The experience of multiple loss, (2 or more significant deaths) can complicate the bereavement process and result in a grief response which is:

  • Chronic (extended or excessively intense)
  • Absent (fending off usual grief-associated emotions, "I’m fine")
  • Delayed (normal symptoms arise after a long period of absence)
  • Distorted (isolation, excessive irritability, avoidance, other changes in interpersonal dynamics)
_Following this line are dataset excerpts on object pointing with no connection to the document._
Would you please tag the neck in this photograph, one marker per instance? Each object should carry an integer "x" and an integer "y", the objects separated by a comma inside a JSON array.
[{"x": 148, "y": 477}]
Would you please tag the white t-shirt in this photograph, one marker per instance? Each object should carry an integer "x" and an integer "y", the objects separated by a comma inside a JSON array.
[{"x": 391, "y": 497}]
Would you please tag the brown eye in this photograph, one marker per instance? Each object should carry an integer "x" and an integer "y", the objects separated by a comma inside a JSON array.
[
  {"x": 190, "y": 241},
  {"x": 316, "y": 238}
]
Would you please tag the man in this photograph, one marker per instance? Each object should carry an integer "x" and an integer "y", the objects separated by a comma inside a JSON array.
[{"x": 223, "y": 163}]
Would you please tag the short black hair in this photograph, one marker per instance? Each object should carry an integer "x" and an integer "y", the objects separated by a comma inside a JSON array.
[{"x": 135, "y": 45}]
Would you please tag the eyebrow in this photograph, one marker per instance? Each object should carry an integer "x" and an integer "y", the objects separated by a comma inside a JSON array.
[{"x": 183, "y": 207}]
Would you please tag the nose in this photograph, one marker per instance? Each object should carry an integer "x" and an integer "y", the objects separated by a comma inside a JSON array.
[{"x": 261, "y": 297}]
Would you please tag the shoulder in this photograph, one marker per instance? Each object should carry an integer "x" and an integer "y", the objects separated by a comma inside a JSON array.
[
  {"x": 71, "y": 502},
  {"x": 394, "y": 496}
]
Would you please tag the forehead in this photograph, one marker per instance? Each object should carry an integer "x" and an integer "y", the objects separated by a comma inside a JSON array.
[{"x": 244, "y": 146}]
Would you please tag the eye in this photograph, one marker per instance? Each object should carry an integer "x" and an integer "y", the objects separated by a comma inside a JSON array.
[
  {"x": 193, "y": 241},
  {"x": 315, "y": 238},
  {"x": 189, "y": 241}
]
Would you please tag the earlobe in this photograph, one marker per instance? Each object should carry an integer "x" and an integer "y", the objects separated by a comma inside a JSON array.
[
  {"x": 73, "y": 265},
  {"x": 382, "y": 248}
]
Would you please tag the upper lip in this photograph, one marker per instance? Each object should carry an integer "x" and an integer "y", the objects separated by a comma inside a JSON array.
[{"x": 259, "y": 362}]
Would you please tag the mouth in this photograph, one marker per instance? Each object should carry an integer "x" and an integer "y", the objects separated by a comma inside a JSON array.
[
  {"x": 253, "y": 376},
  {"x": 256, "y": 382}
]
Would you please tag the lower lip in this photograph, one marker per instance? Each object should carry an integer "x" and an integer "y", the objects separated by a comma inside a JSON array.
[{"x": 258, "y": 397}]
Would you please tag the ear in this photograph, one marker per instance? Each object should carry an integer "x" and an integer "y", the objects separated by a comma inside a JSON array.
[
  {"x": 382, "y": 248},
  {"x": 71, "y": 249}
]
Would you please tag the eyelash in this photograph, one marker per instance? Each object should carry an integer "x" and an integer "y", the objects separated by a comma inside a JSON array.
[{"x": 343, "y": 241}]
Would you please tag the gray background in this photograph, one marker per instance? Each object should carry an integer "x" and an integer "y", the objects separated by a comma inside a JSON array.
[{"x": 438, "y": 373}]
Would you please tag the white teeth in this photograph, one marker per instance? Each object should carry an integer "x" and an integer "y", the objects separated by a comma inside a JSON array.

Complicated bereavement is likely to show up as:

  • Social withdrawal
  • Preoccupation with details of the deaths
  • More difficulty accepting the reality of the loss(es)
  • More disorganisation through life
  • Anxiety
  • Pessimistic future outlook

Beginning to deal with multiple losses can feel overwhelming, and often a person feels bewildered about where to start. It can be very tempting to just decide that it is all too much; however, not addressing what is going on may lead to the following:

  • Chronic Denial – "No big deal, shit happens, so what?" this attitude is often accompanied by complete emotional shutdown and/or hyperactivity
  • Depression – feelings of hopelessness, helplessness, sadness, cognitive impairment, body symptoms, and problems falling asleep, staying asleep, and waking early.
  • Anhedonia – The inability to do things "just for fun", watching my life without feeling like I am participating, just "going through the motions".
  • Powerlessness – bringing feelings of inadequacy. Grief is often accompanied by feelings of shame "I am flawed" and guilt "I behaved wrongly". These feelings feed the sense of inadequacy.
  • Suicidal and death thoughts – the question here is "What part of the self needs to die?" Each loss brings a death of a part of self, a part of identity. Therapy can help bring clarity to what is lost in terms of the self.
  • Anxiety – a normal accompaniment to terminal illness, with multiple losses, anxiety increases
  • Alcohol and Drug abuse – Although emotional responses may seem to be more accessible, or feel more manageable when drunk or high, the attribution to the substance "it was the booze talking, not me" does not allow for the integration of the mourning experience. Multiple losses are often accompanied by "self-medicating" behaviour. The more losses, the greater the consumption to attempt to "numb the pain".
  • Social Withdrawal – a common response in single loss, in multiple losses there may seem to be no possibility of the need to withdraw to subside with time. Each potential new relationship is entered into with a sense of extreme caution, caring about someone new involves the risk of future losses.
  • Diffuse Anger – while a single loss response is accompanied by anger, multiple grief events bring multiple angers, including:
    • Anger that values and beliefs seem empty and unhelpful
    • Anger that losses are beyond any normal expectation
    • Anger at being left alone
    • Anger at family of choice or origin
    • Anger at those dying and deceased
    • Anger at medical personal and caregivers for being ineffectual
    • Anger at society
    • Anger arising from personal helplessness

Unexpressed anger may be turned inward and manifest as depression

  • Survivor Guilt – "Why not me?" may be accompanied by sorrow for the survivor’s survival (this does not need to be rational).
    Guilt provides a form of control in that it creates meaning and therefore decreases anxiety. The desire to make meaning of the experience of multiple loss is intense "there must be some reason I am still here". When there appears to be no way of making sense of the experience, the mind will fall back to a time when it made meaning of the world in very simple ways. Often to a time in life when trust and separation issues were present. Multiple losses in present time will bring up core loss issues, usually from childhood. Working with a therapist can help identify the core loss and begin to work through it (see Grief and Loss). This then provides a sense of mastery in terms of the ability to process losses.
    Guilt is problematic in terms of grief resolution because the sorrow and anger are self-focused, continuing the attachment and blocking the grieving of the person or thing that is gone. Therapy can help shift the focus of the emotional work so that feelings are directed outward, and no longer self-destructive.